Monday, May 03, 2010

Campbell's Supply-Side Follies--and a Face-Saving Proposal

If there has been one serious flaw in the record of the Campbell government, it is that it will not give up on supply-side economics. From its very first move–the 2001 20% tax cut that was supposed to pay for itself, but which wound up creating the largest deficit in history–to the carbon tax (which benefits the affluent Vancouverite rather more than other groups)to the HST tax shift, they have refused to heed either public opinion or the economic evidence. They have been loyal to their core constituency, however: the business and professional elite fo Greater Vancouver, who by and large feel that their private gains have outweighed the public’s losses.

Now that the NDP is pulling ahead in the polls, and even former Finance minister Carole Taylor has had the good sense to distance herself from these large tax increases on ordinary consumers, it is time for the Campbell Liberals to consider how they might soften the regressive nature of their policies, while still hanging on to the conceptual virtues of both the HST and the carbon tax. I have two specific suggestions:

1. Lower the HST 1%-2%---with the lost revenue made up by corporate and personal income taxes.

2. Adopt the Canadian Centre for Policy Alternatives proposal to modify the incidence of the Carbon tax, viz. the low-income credit, at minimum, should be increased in line with carbon tax revenues, and ideally its share should be increased to half of revenues.

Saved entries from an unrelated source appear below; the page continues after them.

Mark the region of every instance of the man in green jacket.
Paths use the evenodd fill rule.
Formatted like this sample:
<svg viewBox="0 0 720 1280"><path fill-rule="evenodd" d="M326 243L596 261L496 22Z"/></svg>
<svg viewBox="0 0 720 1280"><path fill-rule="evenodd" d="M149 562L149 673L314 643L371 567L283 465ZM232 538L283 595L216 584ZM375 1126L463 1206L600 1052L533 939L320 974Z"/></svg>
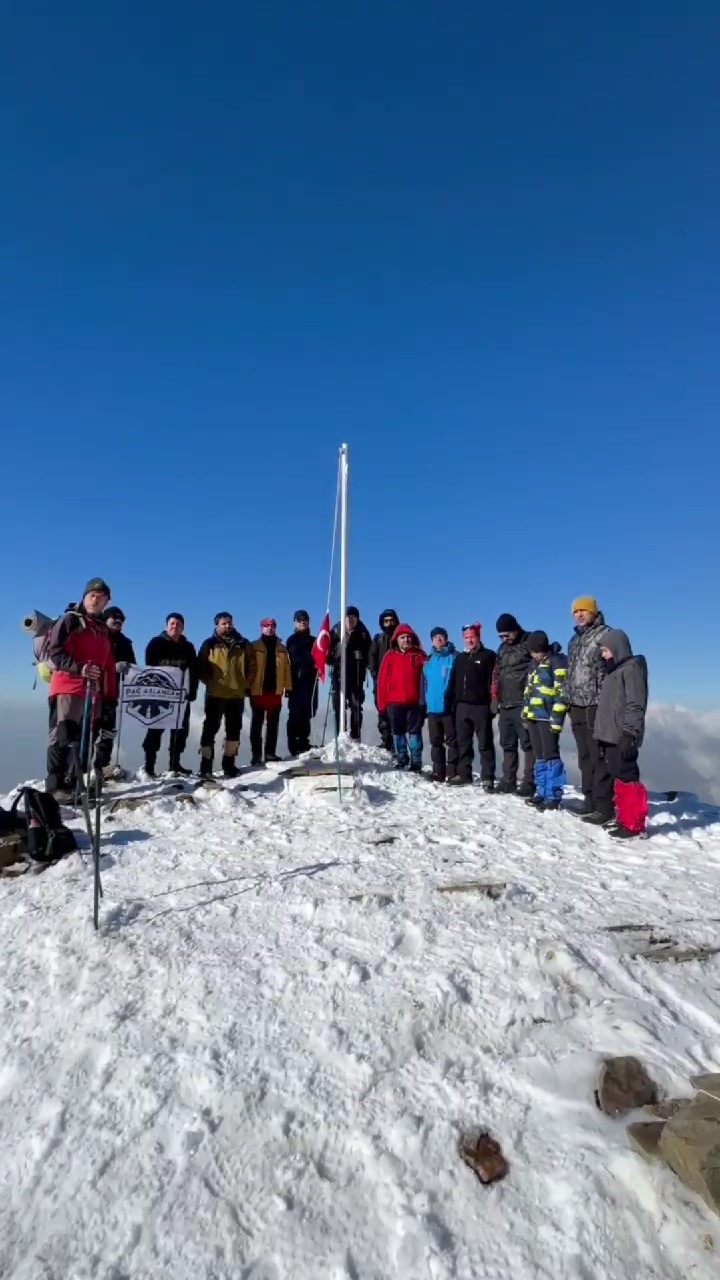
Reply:
<svg viewBox="0 0 720 1280"><path fill-rule="evenodd" d="M236 778L235 757L240 749L245 695L248 691L247 640L235 630L231 613L215 614L215 631L200 646L198 664L205 685L205 719L200 738L200 774L211 777L215 735L225 720L222 769L226 778Z"/></svg>

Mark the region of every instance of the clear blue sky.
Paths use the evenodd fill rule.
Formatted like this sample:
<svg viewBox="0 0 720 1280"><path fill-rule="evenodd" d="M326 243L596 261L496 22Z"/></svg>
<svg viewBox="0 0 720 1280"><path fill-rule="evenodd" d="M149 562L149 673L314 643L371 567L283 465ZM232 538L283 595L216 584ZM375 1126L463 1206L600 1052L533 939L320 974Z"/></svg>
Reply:
<svg viewBox="0 0 720 1280"><path fill-rule="evenodd" d="M352 602L720 701L720 9L6 0L0 691L103 574L258 634Z"/></svg>

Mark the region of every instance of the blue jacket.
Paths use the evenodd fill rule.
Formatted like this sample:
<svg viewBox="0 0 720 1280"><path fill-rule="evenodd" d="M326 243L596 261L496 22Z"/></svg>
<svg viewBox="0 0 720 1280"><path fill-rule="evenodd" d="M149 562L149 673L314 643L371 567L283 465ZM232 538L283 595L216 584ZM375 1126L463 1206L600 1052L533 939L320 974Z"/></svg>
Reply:
<svg viewBox="0 0 720 1280"><path fill-rule="evenodd" d="M439 652L433 649L423 667L425 705L429 716L445 716L452 710L448 706L447 694L455 656L455 645L446 644Z"/></svg>
<svg viewBox="0 0 720 1280"><path fill-rule="evenodd" d="M565 677L567 658L553 645L539 662L533 662L528 671L523 700L525 720L545 720L550 728L560 733L567 713L565 702Z"/></svg>

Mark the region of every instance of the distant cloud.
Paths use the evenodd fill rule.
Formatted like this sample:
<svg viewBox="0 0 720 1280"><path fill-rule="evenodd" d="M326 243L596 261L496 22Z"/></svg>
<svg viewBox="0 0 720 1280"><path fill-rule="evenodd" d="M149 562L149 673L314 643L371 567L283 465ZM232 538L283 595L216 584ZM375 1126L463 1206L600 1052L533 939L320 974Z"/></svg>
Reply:
<svg viewBox="0 0 720 1280"><path fill-rule="evenodd" d="M315 721L322 732L323 706ZM193 707L190 741L185 763L197 763L202 724L201 704ZM241 762L248 759L249 717L243 720ZM332 716L328 723L332 733ZM45 774L47 709L42 694L25 702L6 702L0 726L0 794L16 783ZM126 718L122 733L122 761L126 768L137 769L142 763L140 725ZM377 742L376 716L369 702L363 736ZM218 736L215 767L219 766L221 735ZM281 726L280 752L286 750L284 725ZM562 749L571 781L577 781L575 745L566 729ZM160 766L166 765L165 738ZM429 753L426 749L426 758ZM499 757L498 757L499 758ZM720 711L690 711L665 703L652 703L648 711L647 733L640 756L643 780L651 791L692 791L701 800L720 804Z"/></svg>

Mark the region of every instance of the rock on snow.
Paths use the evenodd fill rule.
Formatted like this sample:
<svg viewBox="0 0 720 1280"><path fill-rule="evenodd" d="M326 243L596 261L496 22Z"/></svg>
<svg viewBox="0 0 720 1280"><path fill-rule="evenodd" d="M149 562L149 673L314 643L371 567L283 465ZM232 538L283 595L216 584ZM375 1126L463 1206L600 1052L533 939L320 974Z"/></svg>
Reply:
<svg viewBox="0 0 720 1280"><path fill-rule="evenodd" d="M672 1095L720 1070L720 960L625 927L720 940L717 811L618 847L349 758L342 805L267 770L118 810L97 936L77 855L0 883L0 1274L715 1280L707 1210L594 1090L612 1055ZM473 882L502 892L437 892Z"/></svg>

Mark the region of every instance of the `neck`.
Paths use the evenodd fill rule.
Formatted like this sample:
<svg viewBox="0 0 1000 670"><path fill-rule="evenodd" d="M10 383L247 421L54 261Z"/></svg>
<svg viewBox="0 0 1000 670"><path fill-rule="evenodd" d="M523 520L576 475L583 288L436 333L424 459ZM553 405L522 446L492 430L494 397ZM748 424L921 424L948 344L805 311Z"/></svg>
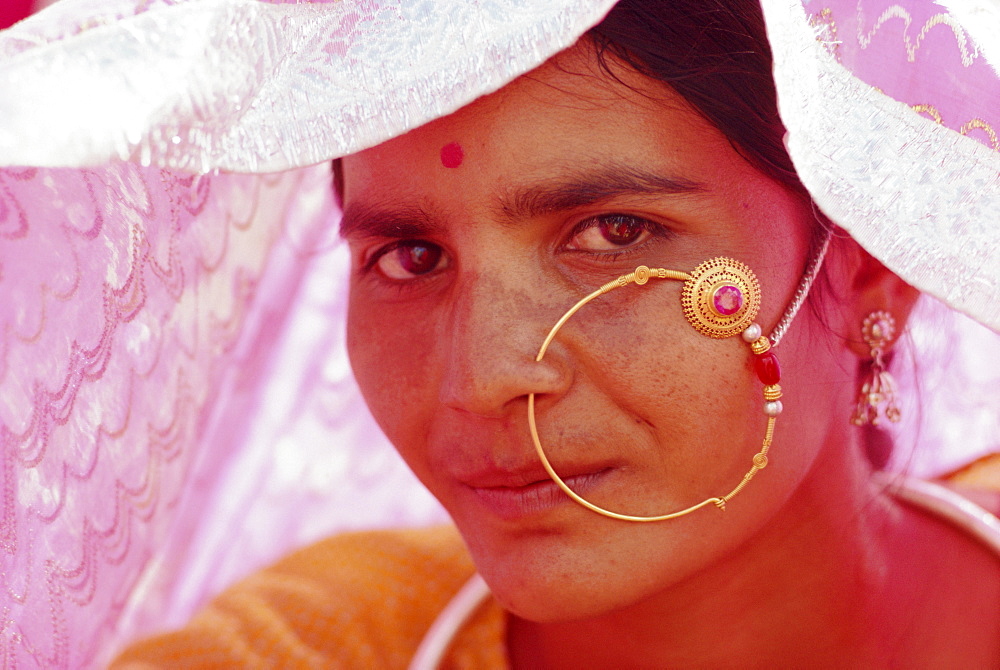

The remaining half of carbon tax revenues should provide funds for other climate actions.

Even if the loss of revenue from reducing the HST (and the corresponding hike in income taxes) is too great to permit the adoption this prescription, one could always narrow some exemptions in order to lower the overall rate or broaden some other exemptions at the current rate, or target subsidies to the poor, etc.  My general point is, I think still valid: that there a number of ways of dealing with the equity issues raised by the HST and the Carbon tax, short of  abolishing these taxes altogether.